Я с трудом выбрался из кабины. Человек приблизился. Молодое привлекательное лицо его даже не портила бородка в форме помазка для бритья.
– Мистер Эрмин, не так ли?
– Все правильно. Доктор Джосеф Торото?
– Да, сэр.
Мы обменялись рукопожатием. Доктор Торото был одного со мной роста, но лет на двадцать моложе.
– Как долетели?
– Неплохо.
– В Швейцарии сейчас, наверное, прохладно?
– Не душно.
– Медицинский факультет я закончил в Лондоне, стажировался в Париже, в больнице Клода Бернара. Кстати, там я слушал ваши лекции, профессор.
– Вот как? Представляю, какая скука. Ну а у вас здесь все льет?
– Сезон дождей на исходе. Если не возражаете, мы сначала заедем в отель, а уж потом в институт.
Я огляделся. Почему же старина Дэвис не встретил меня? Ведь он наверняка знал о моем приезде.
– Простите, коллега, в Омо работает доктор Барри Дэвис?
– Да, сэр. Мистер Дэвис, к сожалению, не мог вас встретить. Он болен.
– Что-нибудь серьезное?
– Малярия… И еще сердце.
– Надеюсь, он скоро поправится.
– Я тоже надеюсь, сэр.
– До свидания, Майкл. – Я помахал пилоту. – Советую вымыть руки, ведь вы здоровались со мной, а зараза прилипчива.
Грим с ужасом уставился на свои ладони и, бормоча проклятия, пошел к самолету.
За окном «тойоты» мелькала знакомая картина: остроконечные хижины деревень, термитники, зонтичные акации и женщины, бредущие вдоль дороги с поклажей на голове.
Отель – двухэтажное белое здание – оказался довольно уютным и разорительно дорогим. Номер здесь стоил столько же, как в «Хилтоне».
Хозяин-шотландец встретил весьма сдержанно. Это меня удивило. В глубинке обычно рады клиентам, к тому же европейцам.

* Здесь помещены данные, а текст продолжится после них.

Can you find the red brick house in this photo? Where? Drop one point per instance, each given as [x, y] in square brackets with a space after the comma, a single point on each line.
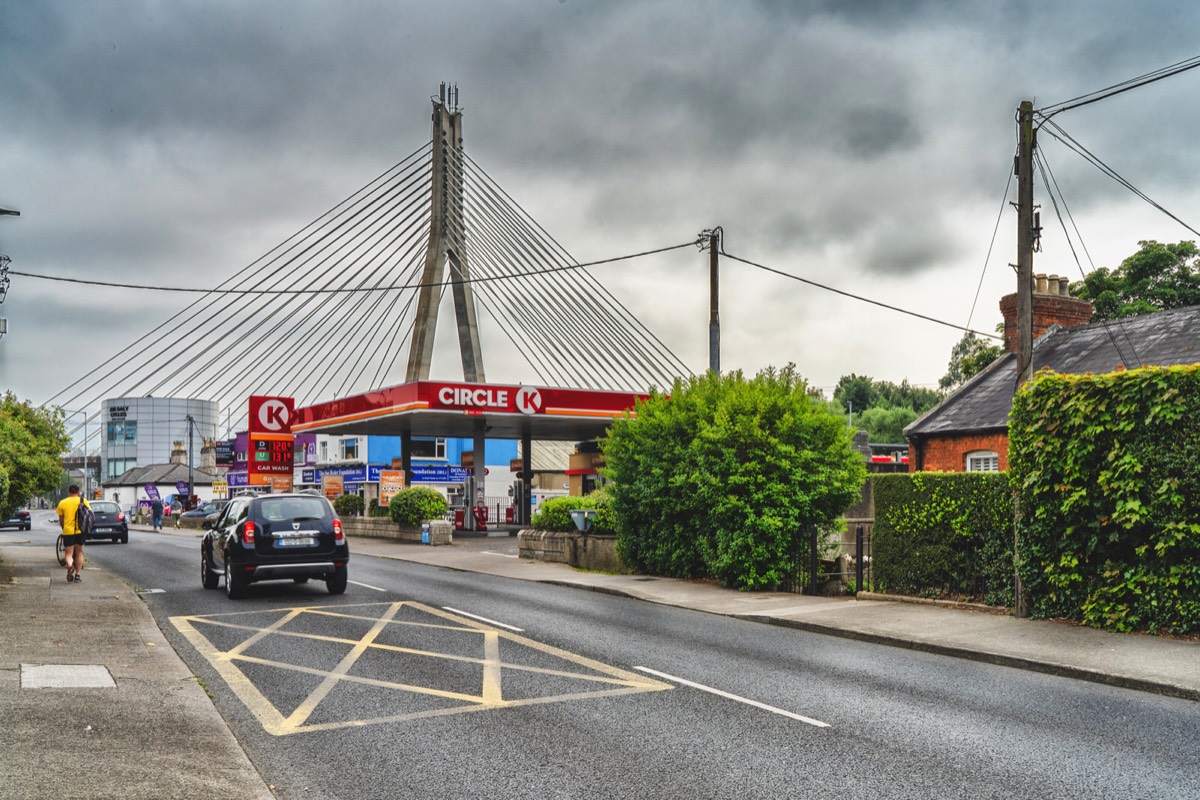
[969, 429]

– Он что, с ума сошел? Такие цены мне явно не по карману, Торото.
– Большой наплыв туристов, сер.
– Послушайте, не называйте меня «сэр». Мы с вами врачи, коллеги! Если уж вы столь высокого мнения о моей особе, называйте профессором.
– Как будет угодно, мистер Эрмин.
В номере я быстро умылся, сменил рубашку и спустился в холл.
Институт Пастера, которым руководил доктор Торото, походил на большинство подобных учреждений, созданных в различных регионах Африки в системе Службы больших пандемий. Но сходство было только внешним. Краткое знакомство с лабораториями убедило меня, что они оснащены первоклассным оборудованием, в основном японским и шведским. С удовольствием отметил, что микроскопы наши, русские, фирмы «ЛОМО».
Особенно хорош был вирусологический блок со стерильными боксами. Сотрудники лабораторий, преимущественно африканцы, при нашем появлении вежливо вставали, приветливо здоровались. Торото коротко, на ходу отдавал распоряжения. Судя по всему, он не только в институте, но и в стране пользовался большим авторитетом. Ампала – небольшая страна, и так оснастить институт мог только очень влиятельный человек. В кабинете Торото, обставленном металлической мебелью, равномерно журчал кондиционер. Я закурил и, усевшись в кресло, сказал:
– Не скрою, коллега, институт производит впечатление. Серьезный уровень, поздравляю.
Глаза у Торото потеплели.
– Благодарю вас, профессор. Нам нелегко было добыть оборудование, средства. И еще так много не сделано.
– Ну, время в резерве у вас есть. Простите, сколько вам лет, коллега?
– Тридцать два. Много. Если учесть, что средняя продолжительность жизни в Ампале – тридцать семь лет.
– Зачем же так мрачно? Давайте-ка поживем подольше. Вон сколько проблем еще нужно решить.